Here I am in VA and it’s been almost a month. I still don’t have a job. B and I still fight about the same damn things. Over and OVER again. And it seems like I’m headed to the same place I was this time last year except this time Mason isn’t squirming around inside of me. Instead he’s biting my toes and {Finally} saying mamamamama as of 10-10-10. Pretty cool day to start saying Mama don’t you think?
Anyway. B and I are in the same place we were last year. While EVERYTHING has changed it’s like nothing at all has changed.
I keep waiting for the tides to turn. For something drastically to change. For me to magically bring in some sort of income so not only can I pay *my* bills but also help with *ours* which would help alleviate some of the stress off of B’s shoulders and hopefully put an end to the fighting.
I have all these ideas of what I want to do with my life but most of them require spending money first. Which would require I have a job. The ideas run through my head quicker than I can even express them. The same ones keep popping up over and over again. And I want to do them so bad. But where do I even begin? How do I even begin?

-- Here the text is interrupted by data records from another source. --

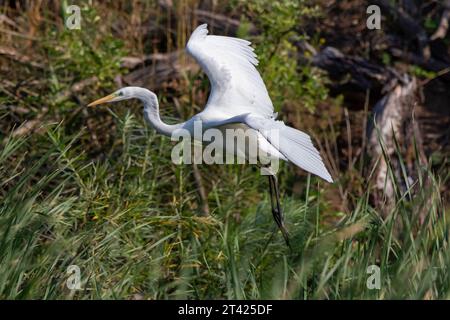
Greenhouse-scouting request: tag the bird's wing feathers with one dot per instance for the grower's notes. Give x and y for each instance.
(294, 144)
(236, 85)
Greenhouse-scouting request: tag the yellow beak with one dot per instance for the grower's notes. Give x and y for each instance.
(102, 100)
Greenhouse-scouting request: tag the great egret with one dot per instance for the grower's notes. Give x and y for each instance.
(238, 97)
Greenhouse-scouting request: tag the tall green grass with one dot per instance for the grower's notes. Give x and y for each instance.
(130, 223)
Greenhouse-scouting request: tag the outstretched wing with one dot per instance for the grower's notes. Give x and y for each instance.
(236, 85)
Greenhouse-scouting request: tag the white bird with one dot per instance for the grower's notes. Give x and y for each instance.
(238, 97)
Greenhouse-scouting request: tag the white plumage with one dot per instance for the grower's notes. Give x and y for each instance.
(238, 91)
(238, 99)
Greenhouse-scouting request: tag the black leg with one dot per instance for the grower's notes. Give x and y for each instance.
(276, 208)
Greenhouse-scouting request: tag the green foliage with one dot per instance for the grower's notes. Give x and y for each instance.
(130, 219)
(129, 225)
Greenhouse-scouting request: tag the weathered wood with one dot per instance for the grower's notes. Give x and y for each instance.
(363, 74)
(393, 121)
(163, 68)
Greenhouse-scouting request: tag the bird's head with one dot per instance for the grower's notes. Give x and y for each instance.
(125, 94)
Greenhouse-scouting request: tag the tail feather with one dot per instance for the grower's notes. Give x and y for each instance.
(295, 145)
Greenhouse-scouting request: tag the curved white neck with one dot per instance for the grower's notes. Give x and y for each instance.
(151, 113)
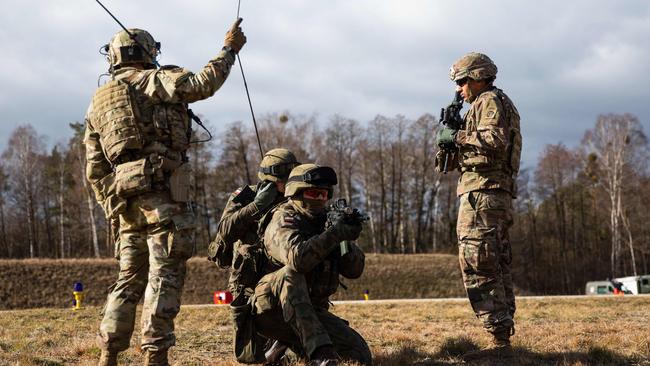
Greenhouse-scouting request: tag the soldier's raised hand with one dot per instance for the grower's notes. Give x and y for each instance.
(235, 37)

I need a job. But, and I don’t even want to say but because it seems like an excuse which I don’t want this to be BUT what about M? Who would watch him during the day if I can even GET a job? Who’s going to hug him and cuddle him? Where am I going to get the money to pay someone to hug and cuddle him?
Right now everything is Overwhelming. And many years ago I would embrace that sort of thing head on and now I just tend to ignore it. Because ignoring it seems so much easier. Until it piles up so high I can barely breathe.
Hopefully tomorrow will be a little sunnier and I’ll have some answers.
Facebook Comments
Zookeeper Jess says
I'm so sorry that things are so rough, Christa. Those are very real worries. I stay at home with no plans to get a job but IF I had to, I would feel the same way as you. It would be so hard to even think about finding someone I trust to love and treat my kids good while I'm at work. Not to mention the cost of paying them!
I wish I had something more to say but I'll say a prayer and wish I could give you a big ole hug!
Kimberly says
I am so sorry you're feeling this way. Maybe this will help cheer you up some
http://www.makemommygosomethingsomething.com/?p=1802
Don't forget that you can lean on us here in the bloggy world for some help! We are always here to listen, to offer you words of hope, to help. Reach out to us momma!
Mighty M says
Hang in there – things WILL get better!! 🙂
Cassie says
I hope things get better for y'all!
Frugal Vicki says
I am just like you, I tend to ignore my problems. But money problems seem SO HUGE!!! But I remind myself that money problems come and go….your son being healthy and happy is priceless!!
Lindsey G. says
I'm a new blog follower and I understand what you're going through… as much as a stranger can, I suppose. Good job taking it into your own hands and stepping out to try with the Scentsy job! Good luck!